Doppler Orbitography and Radiopositioning Integrated by Satellite
The Doppler Orbitography and Radiopositioning Integrated by Satellite (DORIS) is a French satellite system designed by Centre National d’Etudes Spatiales (CNES), in partnership with France’s mapping and survey agency Institut Géographique National (IGN). The system was designed primarily as a means of determining a satellite’s orbit, but has been used for a wider range of applications such as precise positioning and measuring the flow of glaciers.
How it works
A DORIS beacon is installed on the ground, the beacon then transmits a radio signal which is received by a passing satellite. The observed frequency shift of the signal due to the satellite’s motion can then be used to calculate the satellites orbit, ground positions of the DORIS beacon and numerous other geophysical parameters.
There are approximately 50-60 stations distributed around the world. Geoscience Australia has two installations located at Mount Stromlo, Canberra, Australian Capital Territory, and Yarragadee of Western Australia. A typical DORIS ground station is composed of a beacon (there are three different generations), an omni directional antenna and a set of optional meteorological sensors for the measurement of pressure, temperature and humidity.
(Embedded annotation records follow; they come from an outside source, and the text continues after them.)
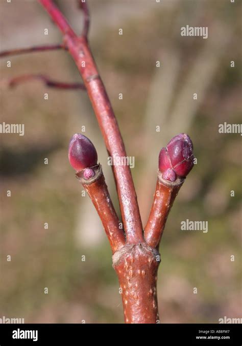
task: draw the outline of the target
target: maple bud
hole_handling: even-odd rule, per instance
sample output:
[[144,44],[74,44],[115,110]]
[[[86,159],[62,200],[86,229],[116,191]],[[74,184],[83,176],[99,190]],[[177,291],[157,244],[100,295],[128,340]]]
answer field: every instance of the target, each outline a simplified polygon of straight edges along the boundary
[[185,178],[192,168],[194,156],[191,139],[186,134],[175,136],[159,155],[159,169],[165,180],[174,182],[177,176]]
[[[76,134],[71,137],[68,156],[70,165],[78,172],[93,167],[98,162],[95,147],[88,138],[81,134]],[[86,173],[86,179],[89,179],[88,177],[93,176],[90,171]]]

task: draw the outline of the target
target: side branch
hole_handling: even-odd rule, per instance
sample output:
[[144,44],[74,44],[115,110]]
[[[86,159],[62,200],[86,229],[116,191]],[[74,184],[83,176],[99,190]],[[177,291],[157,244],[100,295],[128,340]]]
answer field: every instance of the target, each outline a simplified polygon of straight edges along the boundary
[[37,46],[35,47],[27,47],[27,48],[18,48],[17,49],[10,49],[0,52],[0,58],[11,55],[18,55],[27,53],[34,52],[44,52],[45,51],[54,51],[57,49],[66,49],[64,45],[50,45],[45,46]]
[[86,170],[77,173],[76,177],[88,193],[102,221],[112,253],[114,253],[125,245],[125,235],[122,230],[119,228],[119,221],[105,183],[102,166],[98,165],[90,169],[94,172],[93,177],[85,178]]
[[159,247],[168,214],[183,182],[180,178],[174,183],[164,181],[158,172],[154,201],[144,228],[144,239],[150,246]]
[[63,89],[63,90],[68,89],[81,89],[82,90],[86,90],[86,87],[84,84],[82,83],[59,82],[56,80],[50,79],[48,77],[41,74],[26,74],[14,77],[8,80],[8,84],[11,88],[13,88],[21,83],[28,82],[34,79],[40,79],[49,88],[55,88],[58,89]]

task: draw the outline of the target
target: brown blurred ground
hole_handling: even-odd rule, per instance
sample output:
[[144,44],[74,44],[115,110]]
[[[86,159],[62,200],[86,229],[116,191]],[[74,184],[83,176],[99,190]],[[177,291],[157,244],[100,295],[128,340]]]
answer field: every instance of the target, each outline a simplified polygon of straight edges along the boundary
[[[144,223],[160,148],[186,132],[198,158],[162,240],[161,321],[217,322],[224,316],[240,317],[241,137],[219,134],[217,129],[224,121],[241,122],[241,6],[227,0],[89,3],[90,45],[128,155],[135,157],[132,173]],[[76,2],[59,3],[80,31],[82,17]],[[1,0],[0,13],[1,50],[61,39],[35,0],[12,0],[11,4]],[[182,37],[180,28],[186,25],[208,26],[208,38]],[[120,28],[123,36],[118,35]],[[43,35],[44,28],[48,36]],[[111,251],[88,198],[81,197],[66,154],[69,138],[85,125],[84,134],[98,149],[117,207],[88,97],[83,92],[47,89],[39,81],[12,90],[5,87],[6,78],[23,73],[80,81],[77,69],[61,51],[12,57],[11,69],[6,67],[8,59],[1,60],[1,122],[24,123],[25,134],[0,137],[0,318],[122,322]],[[160,69],[155,67],[157,60]],[[234,69],[231,60],[235,61]],[[43,99],[46,92],[47,101]],[[192,99],[196,92],[197,101]],[[11,198],[6,197],[8,190]],[[208,221],[208,233],[181,231],[180,223],[186,219]],[[235,262],[230,261],[232,255]]]

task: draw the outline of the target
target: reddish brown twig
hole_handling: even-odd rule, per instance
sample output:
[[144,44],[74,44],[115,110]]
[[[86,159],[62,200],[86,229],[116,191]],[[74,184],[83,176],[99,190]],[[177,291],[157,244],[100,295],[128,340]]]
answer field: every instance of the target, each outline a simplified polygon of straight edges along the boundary
[[[52,0],[39,0],[64,35],[64,42],[82,77],[110,156],[126,157],[124,142],[110,102],[86,38],[79,37]],[[130,169],[112,166],[126,237],[130,243],[143,242],[142,224]]]
[[146,243],[127,244],[113,255],[126,323],[159,323],[156,284],[160,261],[158,250]]
[[40,79],[46,85],[50,88],[55,88],[58,89],[66,90],[68,89],[81,89],[85,90],[86,87],[82,83],[66,83],[65,82],[58,82],[56,80],[50,79],[48,77],[41,74],[26,74],[10,78],[8,80],[8,84],[11,88],[16,86],[20,83],[28,82],[34,79]]
[[168,214],[183,182],[180,178],[174,182],[164,180],[158,171],[154,201],[144,228],[144,239],[150,246],[158,248]]
[[53,51],[56,49],[66,49],[64,45],[50,45],[44,46],[37,46],[35,47],[27,47],[27,48],[18,48],[17,49],[9,49],[0,52],[0,58],[10,55],[18,55],[27,53],[34,52],[44,52],[45,51]]
[[83,178],[83,170],[76,176],[82,183],[95,207],[110,243],[113,253],[125,244],[125,237],[119,229],[119,222],[113,207],[100,165],[92,167],[95,176],[86,180]]
[[[126,157],[113,111],[88,46],[86,36],[89,18],[86,4],[79,0],[79,5],[84,14],[84,30],[80,37],[75,34],[52,0],[39,2],[63,33],[64,47],[68,49],[82,77],[109,155],[113,159]],[[30,75],[17,77],[14,84],[18,78],[19,81],[34,77]],[[37,78],[49,86],[56,86],[57,82],[42,75],[38,75]],[[60,82],[57,82],[57,85],[61,88],[70,85]],[[78,172],[77,177],[96,208],[110,243],[113,254],[113,266],[122,289],[125,322],[159,322],[156,294],[157,270],[160,261],[159,243],[175,197],[193,164],[190,139],[187,135],[180,134],[173,138],[160,153],[156,193],[144,230],[144,239],[129,167],[112,166],[125,239],[119,229],[118,219],[101,166],[97,164],[98,156],[93,144],[83,135],[76,134],[70,142],[68,156],[70,164]]]

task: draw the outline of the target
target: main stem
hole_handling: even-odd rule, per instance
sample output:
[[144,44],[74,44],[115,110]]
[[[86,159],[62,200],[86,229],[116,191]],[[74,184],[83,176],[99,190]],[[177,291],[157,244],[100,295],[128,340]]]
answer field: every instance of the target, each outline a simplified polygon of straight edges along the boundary
[[[105,86],[86,38],[78,36],[52,0],[39,0],[61,31],[86,86],[109,155],[126,157],[124,142]],[[133,179],[128,165],[113,165],[122,220],[127,241],[143,242],[142,228]]]

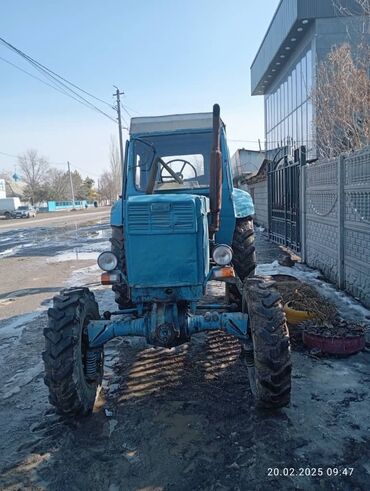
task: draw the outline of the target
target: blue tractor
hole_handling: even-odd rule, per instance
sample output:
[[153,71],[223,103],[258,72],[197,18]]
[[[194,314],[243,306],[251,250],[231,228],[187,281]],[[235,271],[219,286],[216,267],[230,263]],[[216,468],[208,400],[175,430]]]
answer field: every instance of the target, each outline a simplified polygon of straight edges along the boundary
[[[54,297],[43,353],[51,404],[69,416],[92,411],[104,344],[116,336],[170,348],[223,330],[241,342],[256,405],[288,405],[289,333],[274,282],[254,276],[253,214],[250,195],[233,188],[217,104],[213,113],[133,118],[112,246],[98,258],[118,309],[100,316],[88,288]],[[226,283],[229,301],[202,305],[213,280]]]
The beacons transmit on two different frequencies 2036.25 MHz and 401.25 MHz which are modulated to send messages containing ID number, timing information, data from meteorological sensors and engineering data.
The orbit produced from the DORIS system is at the centimetre level, making it ideal for satellite missions that observe the ocean’s topography.
DORIS has been used to determine the orbit of satellite missions such as Spot 2, Spot 3, Spot 4, Topex/Poseidon, Spot 5, Jason-1, Jason-2 and Envisat. DORIS is also planned to be used on Pleides, Cryosat, Saral, and HY-2 missions.